Prove the following identities, where the angles involved are acute angles for which the trigonometric ratios are defined:

$\dfrac{\text{cos θ}}{\text{1 - tan θ}} - \dfrac{\text{sin}^2 θ}{\text{cos θ - sin θ}} = \text{cos θ + sin θ}$.

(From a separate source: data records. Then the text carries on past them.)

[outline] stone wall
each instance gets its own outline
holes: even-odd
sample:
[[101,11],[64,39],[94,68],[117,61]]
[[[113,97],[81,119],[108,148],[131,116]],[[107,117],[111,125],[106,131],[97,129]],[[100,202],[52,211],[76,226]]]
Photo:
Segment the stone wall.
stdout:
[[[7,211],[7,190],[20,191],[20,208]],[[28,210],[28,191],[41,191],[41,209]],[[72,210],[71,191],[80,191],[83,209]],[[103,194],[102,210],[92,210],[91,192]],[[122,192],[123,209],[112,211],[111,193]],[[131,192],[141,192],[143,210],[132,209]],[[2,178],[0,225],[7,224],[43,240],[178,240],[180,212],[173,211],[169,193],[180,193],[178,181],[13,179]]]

The L.H.S of the equation can be written as,

$\Rightarrow \dfrac{\text{cos θ}}{\text{1 - tan θ}} - \dfrac{\text{sin}^2 θ}{\text{cos θ - sin θ}} \\[1em] \Rightarrow \dfrac{\text{cos θ}}{{1 - \dfrac{\text{sin θ}}{\text{cos θ}}}} - \dfrac{\text{sin}^2 θ}{\text{cos θ - sin θ}} \\[1em] \Rightarrow \dfrac{\text{cos}^2 θ}{\text{cos θ - sin θ}} - \dfrac{\text{sin}^2 θ}{\text{cos θ - sin θ}} \\[1em] \Rightarrow \dfrac{\text{cos}^2 θ - \text{sin}^2 θ}{\text{cos θ - sin θ}} \\[1em] \Rightarrow \dfrac{\text{(cos θ - sin θ)(cos θ + sin θ)}}{\text{cos θ - sin θ}} \\[1em] \Rightarrow \text{cos θ + sin θ}.$

Since, L.H.S. = R.H.S. hence, proved that $\dfrac{\text{cos θ}}{\text{1 - tan θ}} - \dfrac{\text{sin}^2 θ}{\text{cos θ - sin θ}} = \text{cos θ + sin θ}$.